Do you notice anything strange about the third pattern? It appears to be just a bunch of noise. Now The first two patterns are clearly orderly and the third looks nasty, but I can’t just throw away the third column because it looks bad it might be important to the overall patterns that we are seeing. How can we tell?

Singular Values and Pattern Significance

One of the wonderful things about using the SVD for pattern extraction and data exploration is that it gives us some very useful information about how important each pattern is to characterizing the data in the form of the singular values. Let’s quickly plot the singular values of the data.

As you can see the first two singular values are very large and the rest are imperceptible. If we look at the first 5 elements wer get:

[ 8.66025404e+01 8.66025404e+01 4.66772947e-14 2.79316542e-14 1.65098443e-14]

One property of the SVD is that we can organize the matrices such that the singular values occur in decreasing order. This means that \(S[0] \geq S[1]\), \(S[1] \geq S[2]\) so on and so forth.

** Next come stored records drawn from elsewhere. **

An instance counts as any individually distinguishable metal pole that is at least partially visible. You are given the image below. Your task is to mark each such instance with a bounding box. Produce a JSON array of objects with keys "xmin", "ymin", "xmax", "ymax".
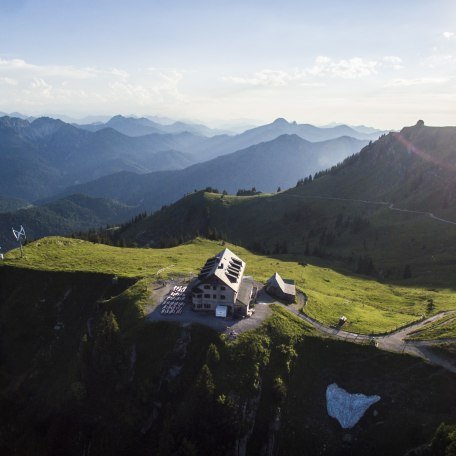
[{"xmin": 19, "ymin": 241, "xmax": 23, "ymax": 258}]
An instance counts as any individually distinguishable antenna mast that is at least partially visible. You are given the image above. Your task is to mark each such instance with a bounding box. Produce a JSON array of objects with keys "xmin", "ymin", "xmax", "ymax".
[{"xmin": 12, "ymin": 225, "xmax": 26, "ymax": 258}]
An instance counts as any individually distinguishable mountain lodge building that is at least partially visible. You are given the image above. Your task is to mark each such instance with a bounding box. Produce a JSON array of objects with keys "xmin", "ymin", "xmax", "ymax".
[{"xmin": 191, "ymin": 248, "xmax": 256, "ymax": 317}]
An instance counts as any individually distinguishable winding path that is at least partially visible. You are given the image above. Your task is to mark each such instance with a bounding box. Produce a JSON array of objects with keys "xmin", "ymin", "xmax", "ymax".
[
  {"xmin": 280, "ymin": 303, "xmax": 456, "ymax": 374},
  {"xmin": 285, "ymin": 194, "xmax": 456, "ymax": 226}
]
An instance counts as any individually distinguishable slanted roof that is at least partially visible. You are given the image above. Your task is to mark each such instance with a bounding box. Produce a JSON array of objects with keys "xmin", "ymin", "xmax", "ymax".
[
  {"xmin": 197, "ymin": 248, "xmax": 246, "ymax": 292},
  {"xmin": 268, "ymin": 272, "xmax": 296, "ymax": 296},
  {"xmin": 236, "ymin": 276, "xmax": 254, "ymax": 306}
]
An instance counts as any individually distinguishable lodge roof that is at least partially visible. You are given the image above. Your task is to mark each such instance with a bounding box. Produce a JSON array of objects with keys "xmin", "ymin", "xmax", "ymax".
[{"xmin": 197, "ymin": 248, "xmax": 246, "ymax": 292}]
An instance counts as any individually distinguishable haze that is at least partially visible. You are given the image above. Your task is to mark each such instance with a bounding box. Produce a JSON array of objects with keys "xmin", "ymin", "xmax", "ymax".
[{"xmin": 0, "ymin": 0, "xmax": 455, "ymax": 129}]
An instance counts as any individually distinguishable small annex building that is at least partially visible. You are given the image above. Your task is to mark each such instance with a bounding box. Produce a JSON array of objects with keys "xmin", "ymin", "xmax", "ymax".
[
  {"xmin": 191, "ymin": 248, "xmax": 256, "ymax": 317},
  {"xmin": 266, "ymin": 272, "xmax": 296, "ymax": 303}
]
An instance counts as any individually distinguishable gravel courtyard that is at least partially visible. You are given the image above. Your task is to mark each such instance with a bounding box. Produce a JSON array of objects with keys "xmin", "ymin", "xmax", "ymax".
[{"xmin": 146, "ymin": 280, "xmax": 272, "ymax": 335}]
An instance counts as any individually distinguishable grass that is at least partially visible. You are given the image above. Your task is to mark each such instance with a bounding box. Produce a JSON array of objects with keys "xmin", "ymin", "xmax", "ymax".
[
  {"xmin": 3, "ymin": 236, "xmax": 456, "ymax": 335},
  {"xmin": 405, "ymin": 314, "xmax": 456, "ymax": 340}
]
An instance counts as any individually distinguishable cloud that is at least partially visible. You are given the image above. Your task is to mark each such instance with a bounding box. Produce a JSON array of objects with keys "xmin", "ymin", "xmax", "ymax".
[
  {"xmin": 307, "ymin": 56, "xmax": 379, "ymax": 78},
  {"xmin": 224, "ymin": 56, "xmax": 381, "ymax": 88},
  {"xmin": 443, "ymin": 31, "xmax": 454, "ymax": 39},
  {"xmin": 385, "ymin": 77, "xmax": 448, "ymax": 87},
  {"xmin": 0, "ymin": 58, "xmax": 96, "ymax": 79},
  {"xmin": 224, "ymin": 70, "xmax": 300, "ymax": 87},
  {"xmin": 423, "ymin": 54, "xmax": 456, "ymax": 69},
  {"xmin": 0, "ymin": 57, "xmax": 188, "ymax": 112},
  {"xmin": 381, "ymin": 55, "xmax": 404, "ymax": 70},
  {"xmin": 0, "ymin": 76, "xmax": 17, "ymax": 85}
]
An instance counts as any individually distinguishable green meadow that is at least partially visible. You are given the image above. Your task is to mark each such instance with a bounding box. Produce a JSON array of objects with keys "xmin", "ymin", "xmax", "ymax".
[
  {"xmin": 406, "ymin": 313, "xmax": 456, "ymax": 340},
  {"xmin": 4, "ymin": 236, "xmax": 456, "ymax": 335}
]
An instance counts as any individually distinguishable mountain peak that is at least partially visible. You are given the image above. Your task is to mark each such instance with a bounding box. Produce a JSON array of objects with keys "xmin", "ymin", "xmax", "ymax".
[
  {"xmin": 108, "ymin": 115, "xmax": 127, "ymax": 122},
  {"xmin": 272, "ymin": 117, "xmax": 290, "ymax": 126}
]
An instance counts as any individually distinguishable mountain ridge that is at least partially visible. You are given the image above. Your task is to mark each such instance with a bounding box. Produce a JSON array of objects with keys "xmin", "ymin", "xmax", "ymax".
[{"xmin": 53, "ymin": 133, "xmax": 368, "ymax": 211}]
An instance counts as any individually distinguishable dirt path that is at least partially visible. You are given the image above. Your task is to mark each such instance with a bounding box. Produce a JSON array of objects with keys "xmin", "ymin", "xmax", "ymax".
[
  {"xmin": 281, "ymin": 304, "xmax": 456, "ymax": 374},
  {"xmin": 284, "ymin": 194, "xmax": 456, "ymax": 226}
]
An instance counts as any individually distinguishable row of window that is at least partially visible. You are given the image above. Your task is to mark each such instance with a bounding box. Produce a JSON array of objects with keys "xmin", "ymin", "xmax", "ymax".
[
  {"xmin": 196, "ymin": 303, "xmax": 212, "ymax": 309},
  {"xmin": 202, "ymin": 294, "xmax": 226, "ymax": 300},
  {"xmin": 203, "ymin": 284, "xmax": 226, "ymax": 291}
]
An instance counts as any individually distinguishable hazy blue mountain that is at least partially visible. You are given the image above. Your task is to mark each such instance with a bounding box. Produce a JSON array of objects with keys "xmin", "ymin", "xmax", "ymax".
[
  {"xmin": 57, "ymin": 134, "xmax": 368, "ymax": 212},
  {"xmin": 104, "ymin": 115, "xmax": 165, "ymax": 136},
  {"xmin": 0, "ymin": 116, "xmax": 197, "ymax": 200},
  {"xmin": 185, "ymin": 117, "xmax": 382, "ymax": 161},
  {"xmin": 321, "ymin": 122, "xmax": 389, "ymax": 136},
  {"xmin": 74, "ymin": 115, "xmax": 382, "ymax": 162},
  {"xmin": 76, "ymin": 115, "xmax": 231, "ymax": 137},
  {"xmin": 160, "ymin": 120, "xmax": 230, "ymax": 136}
]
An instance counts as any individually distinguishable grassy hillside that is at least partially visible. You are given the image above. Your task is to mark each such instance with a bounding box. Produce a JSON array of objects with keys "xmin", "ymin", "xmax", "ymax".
[
  {"xmin": 114, "ymin": 188, "xmax": 456, "ymax": 287},
  {"xmin": 0, "ymin": 262, "xmax": 454, "ymax": 455},
  {"xmin": 111, "ymin": 123, "xmax": 456, "ymax": 275},
  {"xmin": 406, "ymin": 314, "xmax": 456, "ymax": 340},
  {"xmin": 4, "ymin": 236, "xmax": 456, "ymax": 335}
]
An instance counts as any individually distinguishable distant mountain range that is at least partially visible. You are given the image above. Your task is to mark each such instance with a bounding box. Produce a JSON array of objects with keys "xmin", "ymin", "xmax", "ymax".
[
  {"xmin": 0, "ymin": 114, "xmax": 378, "ymax": 201},
  {"xmin": 75, "ymin": 115, "xmax": 231, "ymax": 137},
  {"xmin": 0, "ymin": 113, "xmax": 388, "ymax": 248},
  {"xmin": 0, "ymin": 116, "xmax": 198, "ymax": 200},
  {"xmin": 54, "ymin": 134, "xmax": 368, "ymax": 211}
]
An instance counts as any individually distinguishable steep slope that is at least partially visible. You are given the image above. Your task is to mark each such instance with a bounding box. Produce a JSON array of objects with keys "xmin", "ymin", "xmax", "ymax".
[
  {"xmin": 293, "ymin": 121, "xmax": 456, "ymax": 215},
  {"xmin": 57, "ymin": 134, "xmax": 368, "ymax": 211},
  {"xmin": 0, "ymin": 194, "xmax": 134, "ymax": 251}
]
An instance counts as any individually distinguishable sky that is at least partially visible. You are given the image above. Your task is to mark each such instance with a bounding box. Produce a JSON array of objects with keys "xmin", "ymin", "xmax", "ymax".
[{"xmin": 0, "ymin": 0, "xmax": 455, "ymax": 129}]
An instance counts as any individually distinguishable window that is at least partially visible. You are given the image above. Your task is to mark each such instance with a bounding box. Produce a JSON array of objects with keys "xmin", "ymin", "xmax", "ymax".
[
  {"xmin": 220, "ymin": 295, "xmax": 226, "ymax": 300},
  {"xmin": 197, "ymin": 294, "xmax": 202, "ymax": 298},
  {"xmin": 204, "ymin": 303, "xmax": 211, "ymax": 309},
  {"xmin": 196, "ymin": 304, "xmax": 202, "ymax": 309},
  {"xmin": 204, "ymin": 294, "xmax": 210, "ymax": 298},
  {"xmin": 213, "ymin": 294, "xmax": 217, "ymax": 299},
  {"xmin": 212, "ymin": 286, "xmax": 216, "ymax": 290},
  {"xmin": 221, "ymin": 286, "xmax": 226, "ymax": 290},
  {"xmin": 203, "ymin": 285, "xmax": 210, "ymax": 290}
]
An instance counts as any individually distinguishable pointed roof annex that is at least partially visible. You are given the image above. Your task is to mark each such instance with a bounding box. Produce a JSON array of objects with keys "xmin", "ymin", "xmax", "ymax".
[{"xmin": 268, "ymin": 271, "xmax": 296, "ymax": 296}]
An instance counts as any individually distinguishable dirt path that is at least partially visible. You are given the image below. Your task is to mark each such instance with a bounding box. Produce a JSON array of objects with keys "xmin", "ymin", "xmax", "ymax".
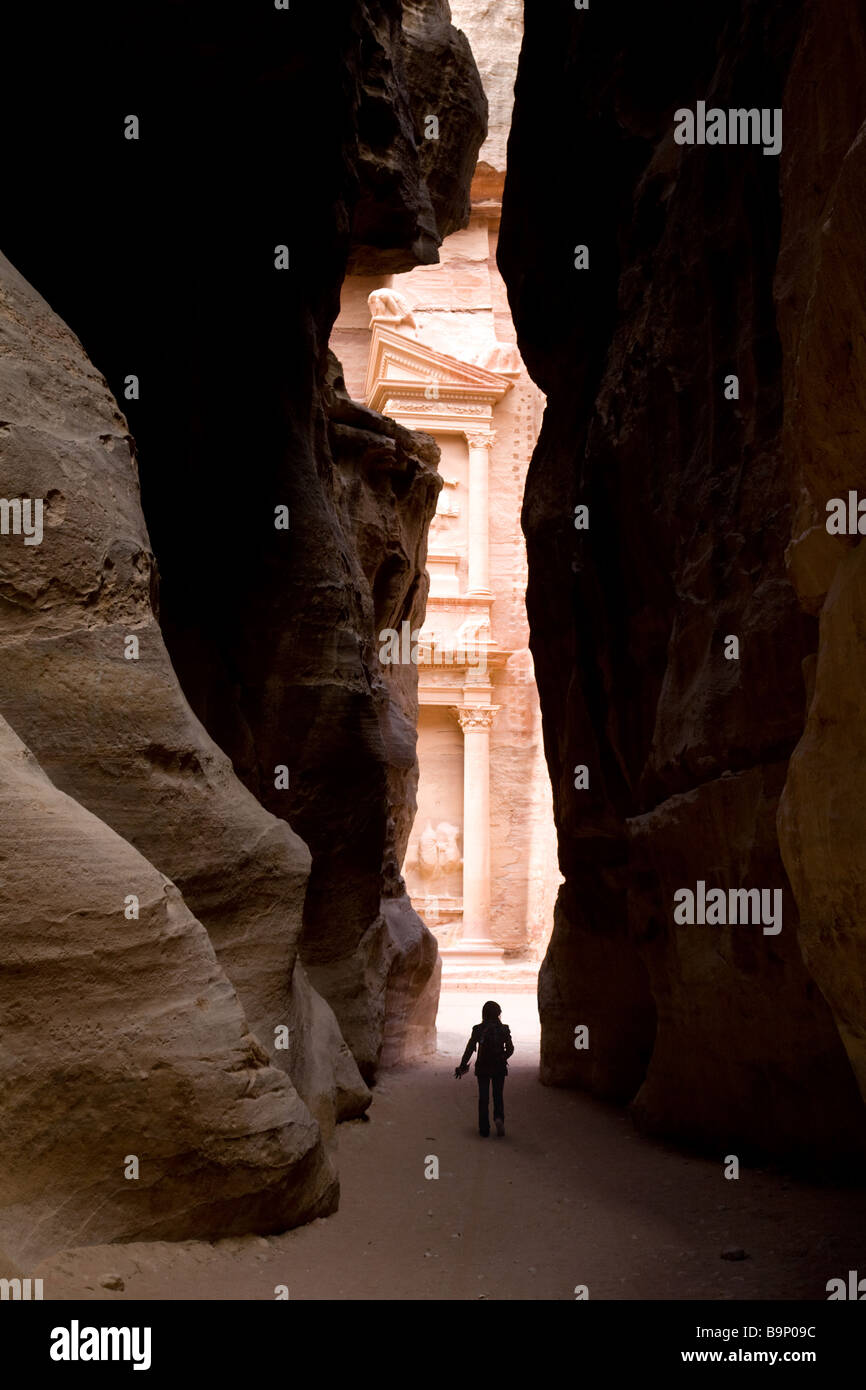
[{"xmin": 37, "ymin": 992, "xmax": 866, "ymax": 1301}]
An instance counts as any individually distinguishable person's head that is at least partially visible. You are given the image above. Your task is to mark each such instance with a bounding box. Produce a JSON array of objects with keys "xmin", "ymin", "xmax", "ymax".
[{"xmin": 481, "ymin": 1000, "xmax": 502, "ymax": 1022}]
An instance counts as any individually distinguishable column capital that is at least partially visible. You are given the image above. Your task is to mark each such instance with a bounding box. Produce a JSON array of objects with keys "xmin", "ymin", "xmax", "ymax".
[
  {"xmin": 455, "ymin": 704, "xmax": 499, "ymax": 732},
  {"xmin": 464, "ymin": 428, "xmax": 496, "ymax": 451}
]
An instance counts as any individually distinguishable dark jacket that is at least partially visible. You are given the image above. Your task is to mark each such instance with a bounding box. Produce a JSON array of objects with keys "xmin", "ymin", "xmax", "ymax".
[{"xmin": 460, "ymin": 1020, "xmax": 514, "ymax": 1077}]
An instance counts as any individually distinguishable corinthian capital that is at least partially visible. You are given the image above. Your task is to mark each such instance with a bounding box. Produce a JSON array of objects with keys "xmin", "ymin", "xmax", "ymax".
[
  {"xmin": 464, "ymin": 429, "xmax": 496, "ymax": 451},
  {"xmin": 455, "ymin": 705, "xmax": 498, "ymax": 732}
]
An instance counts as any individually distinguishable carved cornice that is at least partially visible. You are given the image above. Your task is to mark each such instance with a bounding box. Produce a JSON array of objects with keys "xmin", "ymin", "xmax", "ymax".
[{"xmin": 426, "ymin": 593, "xmax": 494, "ymax": 608}]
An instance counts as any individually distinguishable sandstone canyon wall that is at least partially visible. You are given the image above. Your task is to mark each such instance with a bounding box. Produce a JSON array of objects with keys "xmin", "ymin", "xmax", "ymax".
[
  {"xmin": 449, "ymin": 0, "xmax": 523, "ymax": 201},
  {"xmin": 0, "ymin": 0, "xmax": 484, "ymax": 1265},
  {"xmin": 500, "ymin": 0, "xmax": 866, "ymax": 1165}
]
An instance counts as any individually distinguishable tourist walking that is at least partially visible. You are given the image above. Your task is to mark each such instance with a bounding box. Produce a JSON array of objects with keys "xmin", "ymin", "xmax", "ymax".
[{"xmin": 454, "ymin": 999, "xmax": 514, "ymax": 1137}]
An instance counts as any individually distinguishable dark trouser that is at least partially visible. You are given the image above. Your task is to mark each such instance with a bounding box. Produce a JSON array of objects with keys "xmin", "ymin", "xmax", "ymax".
[{"xmin": 477, "ymin": 1073, "xmax": 505, "ymax": 1135}]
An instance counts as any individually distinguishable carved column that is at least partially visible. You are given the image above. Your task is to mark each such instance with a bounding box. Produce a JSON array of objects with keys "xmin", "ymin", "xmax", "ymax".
[
  {"xmin": 455, "ymin": 704, "xmax": 500, "ymax": 952},
  {"xmin": 465, "ymin": 429, "xmax": 495, "ymax": 596}
]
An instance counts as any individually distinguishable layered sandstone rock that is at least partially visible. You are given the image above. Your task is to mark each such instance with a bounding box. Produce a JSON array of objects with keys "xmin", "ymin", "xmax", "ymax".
[
  {"xmin": 501, "ymin": 0, "xmax": 866, "ymax": 1163},
  {"xmin": 0, "ymin": 0, "xmax": 484, "ymax": 1257},
  {"xmin": 449, "ymin": 0, "xmax": 523, "ymax": 199},
  {"xmin": 400, "ymin": 0, "xmax": 487, "ymax": 242},
  {"xmin": 299, "ymin": 357, "xmax": 443, "ymax": 1073},
  {"xmin": 0, "ymin": 248, "xmax": 369, "ymax": 1132},
  {"xmin": 0, "ymin": 714, "xmax": 336, "ymax": 1270},
  {"xmin": 348, "ymin": 0, "xmax": 486, "ymax": 274},
  {"xmin": 0, "ymin": 0, "xmax": 484, "ymax": 1085},
  {"xmin": 0, "ymin": 248, "xmax": 362, "ymax": 1265}
]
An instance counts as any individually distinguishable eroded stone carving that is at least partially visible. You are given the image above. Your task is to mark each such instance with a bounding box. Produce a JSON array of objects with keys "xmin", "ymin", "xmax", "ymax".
[
  {"xmin": 368, "ymin": 288, "xmax": 417, "ymax": 330},
  {"xmin": 415, "ymin": 820, "xmax": 463, "ymax": 879}
]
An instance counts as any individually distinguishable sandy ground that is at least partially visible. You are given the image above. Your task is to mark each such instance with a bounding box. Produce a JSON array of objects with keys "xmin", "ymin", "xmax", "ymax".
[{"xmin": 36, "ymin": 991, "xmax": 866, "ymax": 1301}]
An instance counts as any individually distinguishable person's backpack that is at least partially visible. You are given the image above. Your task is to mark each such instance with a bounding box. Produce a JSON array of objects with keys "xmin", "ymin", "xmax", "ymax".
[{"xmin": 476, "ymin": 1020, "xmax": 506, "ymax": 1072}]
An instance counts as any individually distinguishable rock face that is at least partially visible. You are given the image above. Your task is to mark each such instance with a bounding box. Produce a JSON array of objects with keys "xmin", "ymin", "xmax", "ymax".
[
  {"xmin": 0, "ymin": 0, "xmax": 484, "ymax": 1081},
  {"xmin": 449, "ymin": 0, "xmax": 523, "ymax": 198},
  {"xmin": 0, "ymin": 0, "xmax": 483, "ymax": 1261},
  {"xmin": 775, "ymin": 2, "xmax": 866, "ymax": 1108},
  {"xmin": 0, "ymin": 713, "xmax": 336, "ymax": 1270},
  {"xmin": 400, "ymin": 0, "xmax": 487, "ymax": 241},
  {"xmin": 500, "ymin": 0, "xmax": 866, "ymax": 1164},
  {"xmin": 349, "ymin": 0, "xmax": 486, "ymax": 274},
  {"xmin": 305, "ymin": 358, "xmax": 444, "ymax": 1073},
  {"xmin": 0, "ymin": 249, "xmax": 346, "ymax": 1265}
]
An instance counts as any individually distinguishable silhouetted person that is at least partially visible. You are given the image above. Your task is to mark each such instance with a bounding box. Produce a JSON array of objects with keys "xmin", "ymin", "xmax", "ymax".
[{"xmin": 454, "ymin": 999, "xmax": 514, "ymax": 1137}]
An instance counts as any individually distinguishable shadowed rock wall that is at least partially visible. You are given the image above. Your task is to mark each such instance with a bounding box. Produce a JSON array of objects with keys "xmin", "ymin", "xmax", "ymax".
[
  {"xmin": 0, "ymin": 0, "xmax": 483, "ymax": 1074},
  {"xmin": 0, "ymin": 0, "xmax": 483, "ymax": 1260},
  {"xmin": 775, "ymin": 1, "xmax": 866, "ymax": 1112},
  {"xmin": 500, "ymin": 0, "xmax": 866, "ymax": 1165}
]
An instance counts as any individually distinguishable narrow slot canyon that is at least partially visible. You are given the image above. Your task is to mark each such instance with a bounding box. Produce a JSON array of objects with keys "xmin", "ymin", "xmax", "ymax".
[
  {"xmin": 1, "ymin": 0, "xmax": 865, "ymax": 1317},
  {"xmin": 31, "ymin": 993, "xmax": 866, "ymax": 1301}
]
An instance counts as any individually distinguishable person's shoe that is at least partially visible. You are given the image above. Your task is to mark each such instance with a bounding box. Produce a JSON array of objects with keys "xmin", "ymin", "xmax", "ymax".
[
  {"xmin": 495, "ymin": 1118, "xmax": 505, "ymax": 1137},
  {"xmin": 479, "ymin": 1129, "xmax": 489, "ymax": 1138}
]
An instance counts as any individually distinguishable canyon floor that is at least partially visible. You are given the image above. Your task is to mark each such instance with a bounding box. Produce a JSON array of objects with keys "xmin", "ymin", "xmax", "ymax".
[{"xmin": 36, "ymin": 991, "xmax": 866, "ymax": 1301}]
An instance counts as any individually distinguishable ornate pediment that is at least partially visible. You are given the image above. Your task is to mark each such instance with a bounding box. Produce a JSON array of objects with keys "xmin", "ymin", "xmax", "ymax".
[{"xmin": 364, "ymin": 322, "xmax": 514, "ymax": 417}]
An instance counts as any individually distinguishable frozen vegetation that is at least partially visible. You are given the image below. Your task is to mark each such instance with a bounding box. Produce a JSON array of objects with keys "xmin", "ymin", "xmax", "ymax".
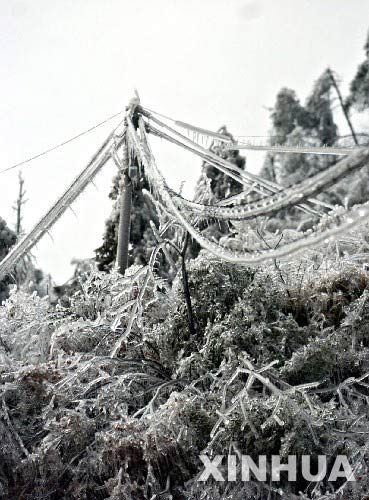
[
  {"xmin": 1, "ymin": 243, "xmax": 369, "ymax": 499},
  {"xmin": 1, "ymin": 28, "xmax": 369, "ymax": 500}
]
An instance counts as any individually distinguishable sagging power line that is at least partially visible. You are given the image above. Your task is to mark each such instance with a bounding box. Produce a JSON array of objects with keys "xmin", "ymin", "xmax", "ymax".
[
  {"xmin": 0, "ymin": 96, "xmax": 368, "ymax": 281},
  {"xmin": 0, "ymin": 109, "xmax": 125, "ymax": 175}
]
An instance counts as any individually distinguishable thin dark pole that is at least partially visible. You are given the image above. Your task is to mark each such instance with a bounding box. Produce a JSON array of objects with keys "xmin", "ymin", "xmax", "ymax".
[
  {"xmin": 181, "ymin": 232, "xmax": 196, "ymax": 337},
  {"xmin": 328, "ymin": 68, "xmax": 359, "ymax": 146},
  {"xmin": 116, "ymin": 143, "xmax": 132, "ymax": 275}
]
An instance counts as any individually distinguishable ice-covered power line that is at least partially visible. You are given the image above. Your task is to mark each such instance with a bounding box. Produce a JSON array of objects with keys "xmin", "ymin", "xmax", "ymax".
[
  {"xmin": 165, "ymin": 143, "xmax": 369, "ymax": 220},
  {"xmin": 141, "ymin": 105, "xmax": 364, "ymax": 156},
  {"xmin": 0, "ymin": 109, "xmax": 124, "ymax": 175},
  {"xmin": 1, "ymin": 100, "xmax": 369, "ymax": 281},
  {"xmin": 144, "ymin": 111, "xmax": 322, "ymax": 216},
  {"xmin": 129, "ymin": 115, "xmax": 369, "ymax": 265},
  {"xmin": 0, "ymin": 123, "xmax": 126, "ymax": 280},
  {"xmin": 225, "ymin": 143, "xmax": 357, "ymax": 155}
]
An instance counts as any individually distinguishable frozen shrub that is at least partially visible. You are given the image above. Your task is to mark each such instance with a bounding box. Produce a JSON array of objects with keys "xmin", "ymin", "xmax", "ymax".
[{"xmin": 0, "ymin": 252, "xmax": 369, "ymax": 498}]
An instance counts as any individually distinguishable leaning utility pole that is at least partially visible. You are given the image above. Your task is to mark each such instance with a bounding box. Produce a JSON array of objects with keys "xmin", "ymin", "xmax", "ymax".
[{"xmin": 327, "ymin": 68, "xmax": 359, "ymax": 146}]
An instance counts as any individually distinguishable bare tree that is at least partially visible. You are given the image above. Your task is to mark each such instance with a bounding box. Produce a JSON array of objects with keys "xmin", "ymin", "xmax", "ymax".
[{"xmin": 13, "ymin": 171, "xmax": 27, "ymax": 237}]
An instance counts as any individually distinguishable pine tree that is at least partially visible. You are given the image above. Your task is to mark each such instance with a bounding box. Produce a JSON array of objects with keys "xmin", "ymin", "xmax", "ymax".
[
  {"xmin": 305, "ymin": 67, "xmax": 369, "ymax": 207},
  {"xmin": 346, "ymin": 30, "xmax": 369, "ymax": 112},
  {"xmin": 260, "ymin": 77, "xmax": 341, "ymax": 229}
]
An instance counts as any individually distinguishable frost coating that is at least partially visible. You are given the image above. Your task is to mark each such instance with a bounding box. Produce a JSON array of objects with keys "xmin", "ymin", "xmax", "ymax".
[
  {"xmin": 0, "ymin": 127, "xmax": 126, "ymax": 281},
  {"xmin": 129, "ymin": 117, "xmax": 369, "ymax": 265}
]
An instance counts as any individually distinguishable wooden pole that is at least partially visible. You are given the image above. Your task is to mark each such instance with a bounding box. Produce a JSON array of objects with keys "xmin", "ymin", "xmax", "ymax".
[
  {"xmin": 115, "ymin": 143, "xmax": 132, "ymax": 275},
  {"xmin": 180, "ymin": 232, "xmax": 196, "ymax": 337},
  {"xmin": 327, "ymin": 68, "xmax": 359, "ymax": 146}
]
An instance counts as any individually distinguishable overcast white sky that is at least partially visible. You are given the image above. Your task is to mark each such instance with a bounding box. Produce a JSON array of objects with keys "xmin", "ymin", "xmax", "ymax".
[{"xmin": 0, "ymin": 0, "xmax": 368, "ymax": 283}]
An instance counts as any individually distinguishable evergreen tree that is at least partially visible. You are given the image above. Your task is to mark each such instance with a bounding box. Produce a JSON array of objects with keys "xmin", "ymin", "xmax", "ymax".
[
  {"xmin": 261, "ymin": 75, "xmax": 338, "ymax": 189},
  {"xmin": 0, "ymin": 216, "xmax": 17, "ymax": 303},
  {"xmin": 270, "ymin": 88, "xmax": 311, "ymax": 145},
  {"xmin": 194, "ymin": 126, "xmax": 246, "ymax": 203},
  {"xmin": 305, "ymin": 69, "xmax": 338, "ymax": 146},
  {"xmin": 347, "ymin": 30, "xmax": 369, "ymax": 112},
  {"xmin": 260, "ymin": 87, "xmax": 311, "ymax": 188},
  {"xmin": 260, "ymin": 75, "xmax": 341, "ymax": 229},
  {"xmin": 191, "ymin": 127, "xmax": 246, "ymax": 258}
]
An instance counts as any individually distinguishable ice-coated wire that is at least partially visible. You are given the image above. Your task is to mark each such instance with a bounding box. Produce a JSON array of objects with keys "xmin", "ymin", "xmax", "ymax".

From this it is clear that both pattern one and pattern two have equal significance, and pattern three and onward are virtually zero. To conceptually see why this is the case think about what happens when we perform the matrix multiplication \(X=USV^T\) where \(X\) is our original matrix. Each column of \(U\) and each row of \(V^T\) are getting multiplied by the corresponding diagonal element of \(S\). If this number is really big then these rows and columns will contribute more to each element of \(X\).

Let’s turn our attention to that pesky third pattern. As a data scientist we need to make some assumptions when it is appropriate and now is one of those times. Pattern three and beyondfloating point error and I will consider them to be zero. Here it is clear, because this is a contrived example, that there are only two real patterns. So let’s just say that all numbers less than \(1\times 10^{-10}\) are really zero and get rid of them.

S[S <= 1e-10] = 0

In a later post I will discuss looking at entropy to quantitatively determine how much of the overall variation is accounted for by any single singular value.